You may not know its name, but you’ve definitely seen Los Angeles’ original Sixth Street Viaduct. Built in 1932 to span the L.A. River, railroad tracks, and local roads, the 3,500-foot-long Art Deco structure— the longest of 14 historic bridges that cross the river—has appeared in dozens of films, TV shows, and commercials. After a seismic study in 2004, engineers concluded that it had to be torn down because its concrete supports were deteriorating from within. Preservationists fought to maintain the icon, but in 2016, it was demolished. Nevertheless, thanks in large part to their efforts, in 2012 the city’s Bureau of Engineering held its first-ever international design competition to replace it. The selected scheme, “The Ribbon of Light,” will be the largest bridge project in L.A.’s history at nearly $500 million, which will be funded primarily by federal and state transportation sources. Local architect Michael Maltzan, who won the competition with engineering and architecture firm HNTB, hopes the new bridge will transform the city and the idea of infrastructure itself.

The new span will feature 10 pairs of ribbonlike concrete arches, a nod to the old one’s twin pairs of steel arches. When finished in 2020, it will reconnect two neighborhoods vastly different from each other: Boyle Heights to the east, once a Jewish enclave and now largely a working-class Mexican-American neighborhood, and the Arts District to the west, a former industrial zone that’s rapidly morphing into a mixeduse community of lofts, condos, and creative businesses.

Though it will still carry cars, of course, the new viaduct will also feature pedestrian and bike lanes, linked via staircases and ramps to new parks and public spaces below the road deck. These amenities are still taking shape, but there’s been unease about potential gentrification, particularly among Boyle Heights residents. The city and design team have been holding regular community meetings throughout the project.

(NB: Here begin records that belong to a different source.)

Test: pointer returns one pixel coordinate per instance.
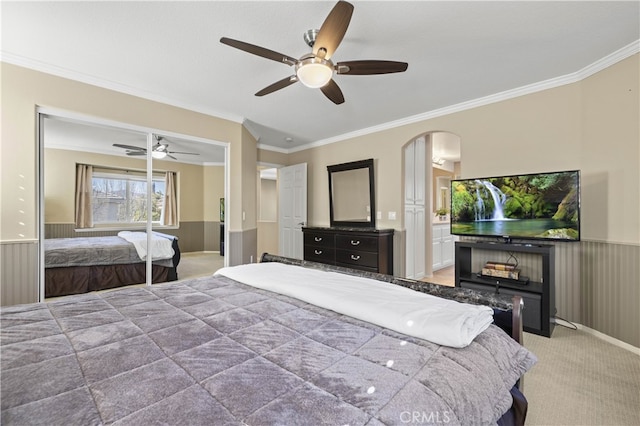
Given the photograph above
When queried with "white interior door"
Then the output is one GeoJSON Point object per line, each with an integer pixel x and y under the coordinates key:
{"type": "Point", "coordinates": [292, 209]}
{"type": "Point", "coordinates": [415, 209]}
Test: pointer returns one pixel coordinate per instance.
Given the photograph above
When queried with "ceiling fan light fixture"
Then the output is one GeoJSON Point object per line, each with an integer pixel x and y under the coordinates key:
{"type": "Point", "coordinates": [314, 72]}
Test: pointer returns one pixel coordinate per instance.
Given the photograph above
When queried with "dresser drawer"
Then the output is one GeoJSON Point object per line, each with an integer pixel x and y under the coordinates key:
{"type": "Point", "coordinates": [357, 243]}
{"type": "Point", "coordinates": [320, 254]}
{"type": "Point", "coordinates": [357, 258]}
{"type": "Point", "coordinates": [319, 239]}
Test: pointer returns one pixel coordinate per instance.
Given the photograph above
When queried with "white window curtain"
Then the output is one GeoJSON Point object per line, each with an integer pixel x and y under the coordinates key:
{"type": "Point", "coordinates": [170, 200]}
{"type": "Point", "coordinates": [84, 215]}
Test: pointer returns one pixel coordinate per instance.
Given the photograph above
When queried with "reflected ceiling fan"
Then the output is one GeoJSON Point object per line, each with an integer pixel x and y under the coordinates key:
{"type": "Point", "coordinates": [315, 69]}
{"type": "Point", "coordinates": [160, 150]}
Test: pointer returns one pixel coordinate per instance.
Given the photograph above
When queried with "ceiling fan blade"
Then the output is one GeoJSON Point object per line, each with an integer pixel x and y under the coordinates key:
{"type": "Point", "coordinates": [259, 51]}
{"type": "Point", "coordinates": [333, 92]}
{"type": "Point", "coordinates": [137, 148]}
{"type": "Point", "coordinates": [278, 85]}
{"type": "Point", "coordinates": [333, 30]}
{"type": "Point", "coordinates": [178, 152]}
{"type": "Point", "coordinates": [370, 67]}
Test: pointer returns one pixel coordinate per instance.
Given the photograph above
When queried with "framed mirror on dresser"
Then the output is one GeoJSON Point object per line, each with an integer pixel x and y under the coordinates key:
{"type": "Point", "coordinates": [352, 240]}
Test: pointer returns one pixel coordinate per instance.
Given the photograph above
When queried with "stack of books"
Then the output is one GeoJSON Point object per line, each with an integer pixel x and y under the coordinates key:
{"type": "Point", "coordinates": [501, 270]}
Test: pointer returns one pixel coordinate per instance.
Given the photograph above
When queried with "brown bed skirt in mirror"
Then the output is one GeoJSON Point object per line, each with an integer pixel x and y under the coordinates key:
{"type": "Point", "coordinates": [83, 279]}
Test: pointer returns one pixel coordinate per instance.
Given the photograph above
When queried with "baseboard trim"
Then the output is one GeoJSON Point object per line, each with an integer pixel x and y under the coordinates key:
{"type": "Point", "coordinates": [612, 340]}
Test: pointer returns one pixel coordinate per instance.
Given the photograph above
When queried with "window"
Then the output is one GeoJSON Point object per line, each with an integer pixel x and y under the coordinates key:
{"type": "Point", "coordinates": [120, 197]}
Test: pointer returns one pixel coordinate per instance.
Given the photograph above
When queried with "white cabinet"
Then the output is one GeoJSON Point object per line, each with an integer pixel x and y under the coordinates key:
{"type": "Point", "coordinates": [414, 219]}
{"type": "Point", "coordinates": [443, 247]}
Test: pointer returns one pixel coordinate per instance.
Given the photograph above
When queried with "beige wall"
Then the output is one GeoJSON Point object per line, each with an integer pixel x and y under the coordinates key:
{"type": "Point", "coordinates": [591, 125]}
{"type": "Point", "coordinates": [23, 90]}
{"type": "Point", "coordinates": [200, 188]}
{"type": "Point", "coordinates": [213, 190]}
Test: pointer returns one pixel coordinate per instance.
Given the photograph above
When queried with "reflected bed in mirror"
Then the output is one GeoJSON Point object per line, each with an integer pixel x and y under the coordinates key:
{"type": "Point", "coordinates": [352, 194]}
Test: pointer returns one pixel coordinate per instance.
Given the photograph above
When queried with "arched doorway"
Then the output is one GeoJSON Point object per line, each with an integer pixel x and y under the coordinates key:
{"type": "Point", "coordinates": [430, 162]}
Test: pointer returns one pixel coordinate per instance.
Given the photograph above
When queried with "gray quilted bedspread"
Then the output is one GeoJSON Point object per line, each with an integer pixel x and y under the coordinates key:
{"type": "Point", "coordinates": [212, 351]}
{"type": "Point", "coordinates": [65, 252]}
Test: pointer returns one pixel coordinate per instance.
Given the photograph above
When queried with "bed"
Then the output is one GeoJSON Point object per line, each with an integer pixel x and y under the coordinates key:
{"type": "Point", "coordinates": [84, 264]}
{"type": "Point", "coordinates": [214, 350]}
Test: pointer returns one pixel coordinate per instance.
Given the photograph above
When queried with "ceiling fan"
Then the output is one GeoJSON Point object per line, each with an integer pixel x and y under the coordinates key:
{"type": "Point", "coordinates": [316, 69]}
{"type": "Point", "coordinates": [159, 151]}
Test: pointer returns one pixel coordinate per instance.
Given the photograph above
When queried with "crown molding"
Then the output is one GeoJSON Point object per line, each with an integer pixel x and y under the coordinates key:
{"type": "Point", "coordinates": [609, 60]}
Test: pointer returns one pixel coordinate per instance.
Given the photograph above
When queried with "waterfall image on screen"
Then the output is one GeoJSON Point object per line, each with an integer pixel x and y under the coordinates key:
{"type": "Point", "coordinates": [531, 206]}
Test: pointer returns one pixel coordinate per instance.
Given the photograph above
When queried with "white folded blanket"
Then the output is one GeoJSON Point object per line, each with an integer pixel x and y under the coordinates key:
{"type": "Point", "coordinates": [441, 321]}
{"type": "Point", "coordinates": [160, 247]}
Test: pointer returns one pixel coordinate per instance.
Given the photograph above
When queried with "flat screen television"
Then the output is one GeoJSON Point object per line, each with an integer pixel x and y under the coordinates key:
{"type": "Point", "coordinates": [539, 206]}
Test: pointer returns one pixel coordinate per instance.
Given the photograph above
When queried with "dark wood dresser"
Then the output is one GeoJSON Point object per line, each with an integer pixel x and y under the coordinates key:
{"type": "Point", "coordinates": [367, 249]}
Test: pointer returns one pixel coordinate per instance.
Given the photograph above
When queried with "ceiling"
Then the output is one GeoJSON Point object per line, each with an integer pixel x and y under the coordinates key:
{"type": "Point", "coordinates": [457, 52]}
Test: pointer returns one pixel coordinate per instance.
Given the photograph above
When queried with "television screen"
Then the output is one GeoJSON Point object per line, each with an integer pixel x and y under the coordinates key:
{"type": "Point", "coordinates": [531, 206]}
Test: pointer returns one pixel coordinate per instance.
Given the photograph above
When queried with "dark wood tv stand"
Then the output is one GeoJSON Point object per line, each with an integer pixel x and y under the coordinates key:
{"type": "Point", "coordinates": [366, 249]}
{"type": "Point", "coordinates": [538, 296]}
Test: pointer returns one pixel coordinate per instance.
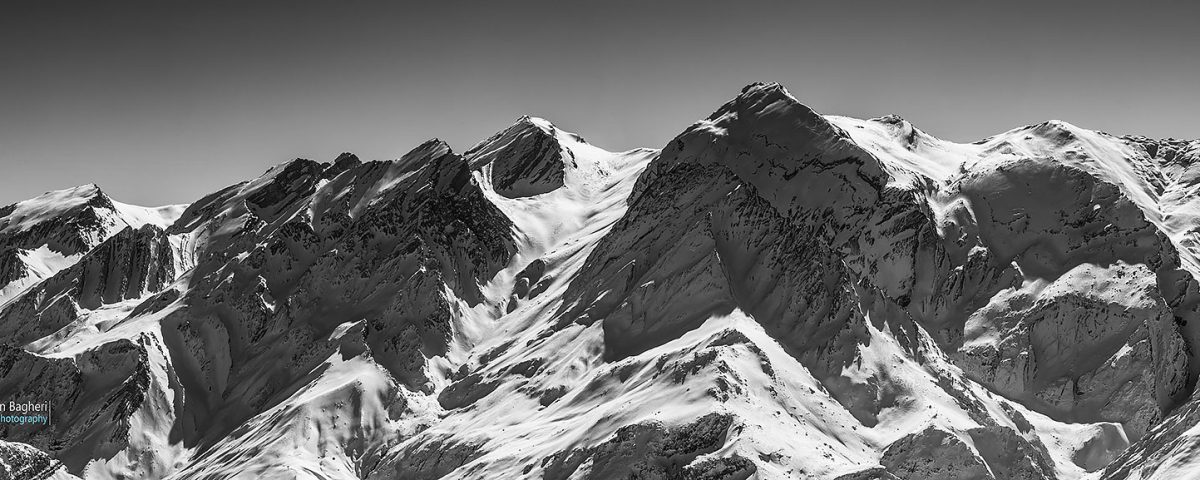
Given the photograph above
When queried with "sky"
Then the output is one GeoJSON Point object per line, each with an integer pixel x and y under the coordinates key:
{"type": "Point", "coordinates": [162, 102]}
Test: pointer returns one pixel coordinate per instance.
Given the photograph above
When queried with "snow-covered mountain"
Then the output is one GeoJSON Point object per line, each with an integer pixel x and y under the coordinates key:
{"type": "Point", "coordinates": [774, 294]}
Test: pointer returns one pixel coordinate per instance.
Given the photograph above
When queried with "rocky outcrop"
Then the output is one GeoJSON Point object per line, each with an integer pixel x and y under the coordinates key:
{"type": "Point", "coordinates": [525, 160]}
{"type": "Point", "coordinates": [654, 451]}
{"type": "Point", "coordinates": [129, 265]}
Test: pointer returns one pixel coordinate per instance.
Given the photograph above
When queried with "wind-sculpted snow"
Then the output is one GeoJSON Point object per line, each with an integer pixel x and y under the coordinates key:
{"type": "Point", "coordinates": [775, 294]}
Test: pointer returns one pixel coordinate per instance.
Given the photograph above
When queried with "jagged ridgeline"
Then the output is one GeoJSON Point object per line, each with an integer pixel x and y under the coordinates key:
{"type": "Point", "coordinates": [774, 294]}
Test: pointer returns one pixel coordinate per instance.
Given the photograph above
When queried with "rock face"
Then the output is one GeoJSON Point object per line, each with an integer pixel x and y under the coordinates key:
{"type": "Point", "coordinates": [774, 294]}
{"type": "Point", "coordinates": [522, 161]}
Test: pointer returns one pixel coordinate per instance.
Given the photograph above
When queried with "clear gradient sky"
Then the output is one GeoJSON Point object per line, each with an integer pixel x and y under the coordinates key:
{"type": "Point", "coordinates": [163, 101]}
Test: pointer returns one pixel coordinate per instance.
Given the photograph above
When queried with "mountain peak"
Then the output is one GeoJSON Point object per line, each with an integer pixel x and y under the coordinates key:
{"type": "Point", "coordinates": [523, 160]}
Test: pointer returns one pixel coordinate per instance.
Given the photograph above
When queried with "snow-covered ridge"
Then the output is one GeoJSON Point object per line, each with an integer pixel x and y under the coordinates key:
{"type": "Point", "coordinates": [775, 294]}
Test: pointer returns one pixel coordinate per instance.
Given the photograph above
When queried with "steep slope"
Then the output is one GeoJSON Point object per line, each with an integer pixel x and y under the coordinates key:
{"type": "Point", "coordinates": [775, 294]}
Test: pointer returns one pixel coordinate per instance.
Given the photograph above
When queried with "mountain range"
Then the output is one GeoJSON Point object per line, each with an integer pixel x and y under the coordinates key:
{"type": "Point", "coordinates": [773, 294]}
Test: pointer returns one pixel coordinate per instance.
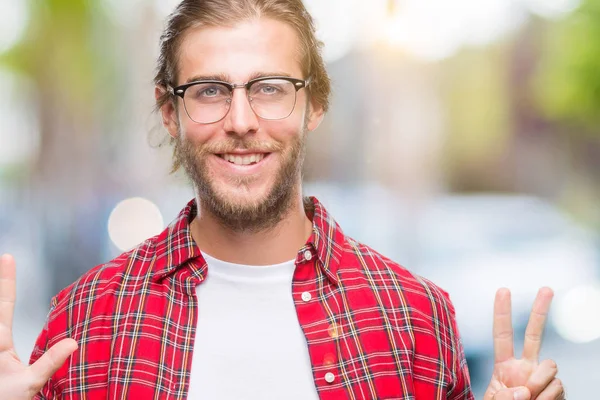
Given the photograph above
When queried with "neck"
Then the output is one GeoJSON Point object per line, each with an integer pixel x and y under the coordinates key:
{"type": "Point", "coordinates": [275, 245]}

“The concerns of these residents also exist in other parts of L.A. as the pressure to build more housing and reduce traffic ripples through areas that had been relatively unchanged for years,” says Maltzan. Nonetheless, he believes the viaduct will—and should—improve life. “From the very beginning, there was broad stakeholder consensus that this bridge should do more than move vehicles,” he says. “L.A. is changing. The river is becoming accessible. People want to walk and bike instead of driving. They want green spaces. So the viaduct must enable this future and connect these neighborhoods in a deeper, more meaningful way.”